P344 Effectiveness and safety of switching patients with inflammatory bowel disease from originator infliximab to CT-P13: systematic review and meta-analysis
Hanzel, J.(1,2);Strik, A.(2);Gecse, K.(2);D'Haens, G.(2);Dreesen, E.(3,4);
(1)University Medical Centre Ljubiljana, Department of Gastroenterology, Ljubljana, Slovenia;(2)Amsterdam UMC- AMC, Department of Gastroenterology, Amsterdam, The Netherlands;(3)KU Leuven, Department of Pharmaceutical and Pharmacological Sciences, Leuven, Belgium;(4)Uppsala University, Department of Pharmacy, Uppsala, Sweden
Switching from originator infliximab (IFX) to the CT-P13 biosimilar is a widespread practice, although some concerns persist, particularly about long-term outcomes. We performed a systematic review and meta-analysis to assess the effectiveness and safety of switching from originator IFX to CT-P13 in patients with inflammatory bowel disease (IBD).
We systematically searched electronic databases for randomised controlled trials and prospective observational studies of adult patients with IBD who had switched from originator IFX to CT-P13 and were followed up for at least 12 months. The main outcomes were the pooled rate of clinical remission (as defined by the included studies) and adverse events at 12 months.
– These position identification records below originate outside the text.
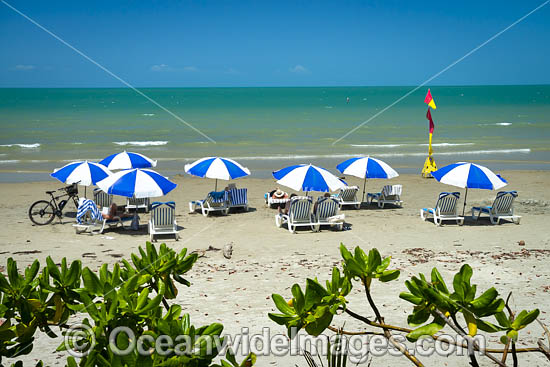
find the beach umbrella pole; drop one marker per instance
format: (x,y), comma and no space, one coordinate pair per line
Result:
(465,197)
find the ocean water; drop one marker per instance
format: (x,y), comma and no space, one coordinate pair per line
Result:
(502,127)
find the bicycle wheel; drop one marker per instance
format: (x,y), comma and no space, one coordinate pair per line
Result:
(41,213)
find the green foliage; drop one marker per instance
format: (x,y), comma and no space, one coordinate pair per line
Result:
(131,295)
(431,296)
(315,309)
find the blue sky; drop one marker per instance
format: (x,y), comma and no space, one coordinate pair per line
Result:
(278,43)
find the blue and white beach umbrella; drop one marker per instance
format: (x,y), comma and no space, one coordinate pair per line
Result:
(469,176)
(83,172)
(127,160)
(138,183)
(366,167)
(307,177)
(217,168)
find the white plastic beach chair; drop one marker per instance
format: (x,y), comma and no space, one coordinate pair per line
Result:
(348,196)
(238,198)
(136,204)
(445,209)
(299,214)
(326,213)
(502,208)
(163,219)
(214,202)
(390,194)
(102,199)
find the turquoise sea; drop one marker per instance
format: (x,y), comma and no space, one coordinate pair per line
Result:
(502,127)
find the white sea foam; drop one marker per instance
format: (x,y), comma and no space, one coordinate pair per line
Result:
(497,124)
(141,143)
(25,146)
(382,155)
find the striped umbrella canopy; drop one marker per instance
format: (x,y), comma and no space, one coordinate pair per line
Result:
(127,160)
(82,172)
(469,176)
(307,177)
(138,183)
(217,168)
(366,167)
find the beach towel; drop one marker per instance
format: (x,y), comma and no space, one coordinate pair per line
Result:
(85,206)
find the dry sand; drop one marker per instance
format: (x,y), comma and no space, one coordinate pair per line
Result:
(267,259)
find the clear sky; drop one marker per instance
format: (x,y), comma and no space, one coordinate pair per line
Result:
(276,43)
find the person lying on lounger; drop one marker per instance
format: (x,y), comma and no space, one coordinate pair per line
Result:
(283,209)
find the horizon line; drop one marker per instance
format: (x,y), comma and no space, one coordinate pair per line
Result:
(289,86)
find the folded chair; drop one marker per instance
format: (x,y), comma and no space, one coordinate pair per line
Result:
(102,199)
(326,213)
(390,194)
(348,196)
(445,209)
(238,198)
(299,214)
(214,202)
(135,203)
(163,219)
(502,208)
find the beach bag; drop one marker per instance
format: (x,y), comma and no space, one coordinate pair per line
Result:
(134,226)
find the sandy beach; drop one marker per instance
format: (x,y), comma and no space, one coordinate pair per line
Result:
(267,259)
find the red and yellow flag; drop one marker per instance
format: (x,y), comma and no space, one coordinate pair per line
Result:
(429,100)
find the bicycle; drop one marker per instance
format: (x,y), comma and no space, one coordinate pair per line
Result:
(43,212)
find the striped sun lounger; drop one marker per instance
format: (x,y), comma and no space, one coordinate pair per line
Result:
(445,209)
(326,213)
(502,208)
(214,201)
(238,198)
(163,219)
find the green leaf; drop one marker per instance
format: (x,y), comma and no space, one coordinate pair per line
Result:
(429,329)
(525,318)
(282,305)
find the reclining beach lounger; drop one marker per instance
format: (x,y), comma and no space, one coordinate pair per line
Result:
(326,213)
(348,196)
(445,209)
(214,202)
(299,214)
(136,204)
(89,219)
(390,194)
(238,198)
(163,219)
(502,208)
Secondary outcomes included the rate of treatment discontinuation and de novo immunogenicity. A DerSimonian-Laird random-effects meta-analysis of proportions with double arcsine transformation was performed. Variables judged to be clinically important were studied in an exploratory random-effects meta-regression analysis.
Eleven studies with 1204 patients (71% with Crohn’s disease [CD]) switching from originator IFX to CT-P13 were identified. Pooled rates of clinical remission at 12 months were 83.6% in ulcerative colitis (UC), 75.9% in CD, and 79.6% in mixed cohorts (Figure 1). Clinical remission at 12 months was negatively associated with combined immunosuppression at switch (7% decrease in remission at 12 months per 10% increase in patients receiving combination therapy) and positively associated with remission at switch (6% increase in remission at 12 months per 10% increase in remission at switch). The pooled rate of adverse events at 12 months was 21.0% (95% confidence interval [CI] 10.4–34.1%). Pooled rates of treatment discontinuation at 12 months were 24.4% (95% CI 12.0–39.4%) in UC, 18.6% (95% CI 8.8–30.9%) in CD, and 13.1% (95% CI 0.7–35.6%) in mixed cohorts. De novo immunogenicity was rare (3.3%, 95% CI 1.5–5.6%). All estimates had at least moderate heterogeneity.
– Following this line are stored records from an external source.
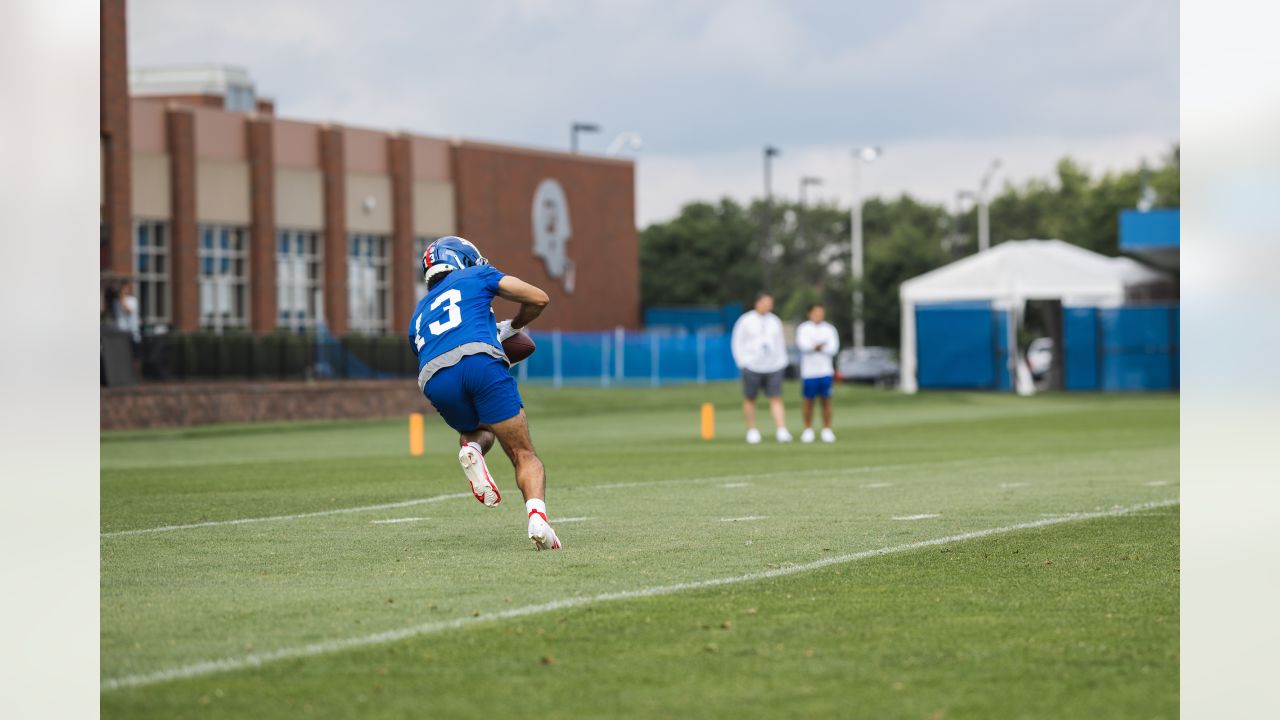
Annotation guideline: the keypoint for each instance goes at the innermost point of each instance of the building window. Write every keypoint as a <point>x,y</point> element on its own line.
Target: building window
<point>151,270</point>
<point>419,283</point>
<point>223,277</point>
<point>300,278</point>
<point>368,297</point>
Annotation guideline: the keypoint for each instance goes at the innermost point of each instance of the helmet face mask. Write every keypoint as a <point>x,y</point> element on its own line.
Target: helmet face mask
<point>452,253</point>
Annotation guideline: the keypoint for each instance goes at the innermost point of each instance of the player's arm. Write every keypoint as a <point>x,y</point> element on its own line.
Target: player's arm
<point>531,300</point>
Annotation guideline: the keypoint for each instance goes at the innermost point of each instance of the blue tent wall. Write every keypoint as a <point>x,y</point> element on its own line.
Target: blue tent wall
<point>961,345</point>
<point>1121,349</point>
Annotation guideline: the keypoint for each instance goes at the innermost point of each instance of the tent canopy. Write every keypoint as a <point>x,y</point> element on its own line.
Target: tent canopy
<point>1011,273</point>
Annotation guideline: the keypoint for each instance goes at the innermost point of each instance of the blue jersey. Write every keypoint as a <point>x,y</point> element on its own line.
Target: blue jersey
<point>456,319</point>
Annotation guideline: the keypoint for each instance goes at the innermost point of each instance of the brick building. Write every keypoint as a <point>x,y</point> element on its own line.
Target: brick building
<point>229,217</point>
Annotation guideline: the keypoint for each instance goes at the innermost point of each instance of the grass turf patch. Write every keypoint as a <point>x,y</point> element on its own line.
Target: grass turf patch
<point>1074,620</point>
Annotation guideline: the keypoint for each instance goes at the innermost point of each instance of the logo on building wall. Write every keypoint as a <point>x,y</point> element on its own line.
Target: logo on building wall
<point>552,231</point>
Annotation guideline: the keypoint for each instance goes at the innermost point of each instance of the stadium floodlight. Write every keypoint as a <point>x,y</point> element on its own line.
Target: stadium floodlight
<point>576,128</point>
<point>625,141</point>
<point>862,155</point>
<point>804,185</point>
<point>983,206</point>
<point>766,241</point>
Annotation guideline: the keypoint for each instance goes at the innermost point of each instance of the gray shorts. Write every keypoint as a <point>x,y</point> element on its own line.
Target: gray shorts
<point>753,382</point>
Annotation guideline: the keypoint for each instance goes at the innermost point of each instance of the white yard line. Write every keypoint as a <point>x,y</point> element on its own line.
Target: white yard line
<point>257,659</point>
<point>830,472</point>
<point>439,497</point>
<point>297,516</point>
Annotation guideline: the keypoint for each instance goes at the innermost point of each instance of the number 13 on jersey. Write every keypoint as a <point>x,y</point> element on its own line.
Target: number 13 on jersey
<point>452,319</point>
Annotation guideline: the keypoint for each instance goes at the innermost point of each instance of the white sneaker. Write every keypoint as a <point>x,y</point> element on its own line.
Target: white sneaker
<point>542,533</point>
<point>478,474</point>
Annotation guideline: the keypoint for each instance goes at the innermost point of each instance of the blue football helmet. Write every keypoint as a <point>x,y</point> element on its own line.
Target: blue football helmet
<point>452,251</point>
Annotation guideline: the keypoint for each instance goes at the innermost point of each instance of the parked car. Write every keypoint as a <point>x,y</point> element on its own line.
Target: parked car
<point>871,365</point>
<point>1040,356</point>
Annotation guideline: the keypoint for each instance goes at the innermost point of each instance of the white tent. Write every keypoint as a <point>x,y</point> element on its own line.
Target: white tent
<point>1011,273</point>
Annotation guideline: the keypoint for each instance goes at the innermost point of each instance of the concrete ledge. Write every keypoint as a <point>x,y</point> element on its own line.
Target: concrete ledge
<point>172,405</point>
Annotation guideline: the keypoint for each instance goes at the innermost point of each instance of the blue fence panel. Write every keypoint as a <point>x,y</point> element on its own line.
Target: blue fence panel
<point>636,356</point>
<point>542,363</point>
<point>581,355</point>
<point>956,345</point>
<point>679,358</point>
<point>720,358</point>
<point>1080,352</point>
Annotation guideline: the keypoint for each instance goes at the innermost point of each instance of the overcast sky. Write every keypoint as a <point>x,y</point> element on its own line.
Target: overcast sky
<point>945,86</point>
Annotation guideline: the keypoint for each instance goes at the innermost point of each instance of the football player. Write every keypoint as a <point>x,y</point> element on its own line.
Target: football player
<point>464,372</point>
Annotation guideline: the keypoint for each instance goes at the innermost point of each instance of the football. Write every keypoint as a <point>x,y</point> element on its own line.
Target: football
<point>519,346</point>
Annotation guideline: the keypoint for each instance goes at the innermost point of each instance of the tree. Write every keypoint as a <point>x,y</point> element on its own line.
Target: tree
<point>711,254</point>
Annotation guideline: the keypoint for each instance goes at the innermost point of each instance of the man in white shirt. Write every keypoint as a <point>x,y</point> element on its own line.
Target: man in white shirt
<point>760,354</point>
<point>818,343</point>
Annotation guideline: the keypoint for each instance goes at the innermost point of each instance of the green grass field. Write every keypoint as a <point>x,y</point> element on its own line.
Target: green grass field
<point>952,555</point>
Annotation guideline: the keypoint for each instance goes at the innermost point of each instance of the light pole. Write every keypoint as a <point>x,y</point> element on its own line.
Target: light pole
<point>855,238</point>
<point>956,240</point>
<point>576,128</point>
<point>983,208</point>
<point>766,251</point>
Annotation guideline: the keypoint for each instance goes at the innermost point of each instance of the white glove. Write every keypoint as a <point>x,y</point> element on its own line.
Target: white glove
<point>506,331</point>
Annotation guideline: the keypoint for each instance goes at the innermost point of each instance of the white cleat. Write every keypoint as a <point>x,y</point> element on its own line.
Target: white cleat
<point>542,533</point>
<point>478,474</point>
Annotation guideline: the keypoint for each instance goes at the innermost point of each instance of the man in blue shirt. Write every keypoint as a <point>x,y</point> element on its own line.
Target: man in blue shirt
<point>464,372</point>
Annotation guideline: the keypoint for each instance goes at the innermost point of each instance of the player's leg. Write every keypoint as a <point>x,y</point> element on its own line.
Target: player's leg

Figure 1. Meta-analysis of clinical remission rates at 12 months after switching from originator infliximab to CT-P13 in ulcerative colitis and Crohn’s disease.
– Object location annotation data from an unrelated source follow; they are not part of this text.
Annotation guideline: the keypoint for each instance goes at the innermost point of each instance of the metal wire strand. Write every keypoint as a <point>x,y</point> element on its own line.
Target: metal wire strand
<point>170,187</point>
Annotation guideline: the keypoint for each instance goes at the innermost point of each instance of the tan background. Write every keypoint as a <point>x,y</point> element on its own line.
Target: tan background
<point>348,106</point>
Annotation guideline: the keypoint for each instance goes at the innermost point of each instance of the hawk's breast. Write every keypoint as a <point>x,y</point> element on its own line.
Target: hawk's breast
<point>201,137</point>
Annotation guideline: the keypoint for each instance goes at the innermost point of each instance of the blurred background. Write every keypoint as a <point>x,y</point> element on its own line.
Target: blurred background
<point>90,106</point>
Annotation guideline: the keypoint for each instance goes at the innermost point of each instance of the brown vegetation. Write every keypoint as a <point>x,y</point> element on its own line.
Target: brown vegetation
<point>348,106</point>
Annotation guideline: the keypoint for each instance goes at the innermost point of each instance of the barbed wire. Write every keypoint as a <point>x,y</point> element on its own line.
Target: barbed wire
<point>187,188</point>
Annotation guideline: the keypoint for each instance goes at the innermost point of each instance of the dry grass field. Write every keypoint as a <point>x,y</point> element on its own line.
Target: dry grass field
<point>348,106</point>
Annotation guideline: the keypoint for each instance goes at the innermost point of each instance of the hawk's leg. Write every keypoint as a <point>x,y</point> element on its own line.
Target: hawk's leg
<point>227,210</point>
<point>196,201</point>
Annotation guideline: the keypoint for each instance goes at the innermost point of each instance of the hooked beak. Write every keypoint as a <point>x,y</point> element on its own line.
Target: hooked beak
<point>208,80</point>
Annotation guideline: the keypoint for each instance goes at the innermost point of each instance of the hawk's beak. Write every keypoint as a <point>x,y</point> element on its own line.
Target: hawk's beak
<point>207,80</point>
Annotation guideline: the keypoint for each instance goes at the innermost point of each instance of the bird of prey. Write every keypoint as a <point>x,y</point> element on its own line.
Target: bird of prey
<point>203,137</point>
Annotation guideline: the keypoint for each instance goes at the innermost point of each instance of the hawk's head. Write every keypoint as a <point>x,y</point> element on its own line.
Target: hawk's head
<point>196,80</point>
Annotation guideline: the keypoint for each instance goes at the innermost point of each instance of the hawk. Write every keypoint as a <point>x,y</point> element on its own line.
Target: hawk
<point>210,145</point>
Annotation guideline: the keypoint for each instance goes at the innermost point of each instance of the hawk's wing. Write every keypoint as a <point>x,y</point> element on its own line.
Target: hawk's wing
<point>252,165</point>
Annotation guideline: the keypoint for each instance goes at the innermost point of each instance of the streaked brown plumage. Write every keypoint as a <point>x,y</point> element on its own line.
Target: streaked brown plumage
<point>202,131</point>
Switching from originator IFX to CT-P13 appears to be effective and safe, although these findings should be interpreted in the context of the limitations of the primary publications which lacked control arms. Combined immunosuppression at switch, potentially as a marker of disease severity, was negatively associated with clinical remission at 12 months after the switch.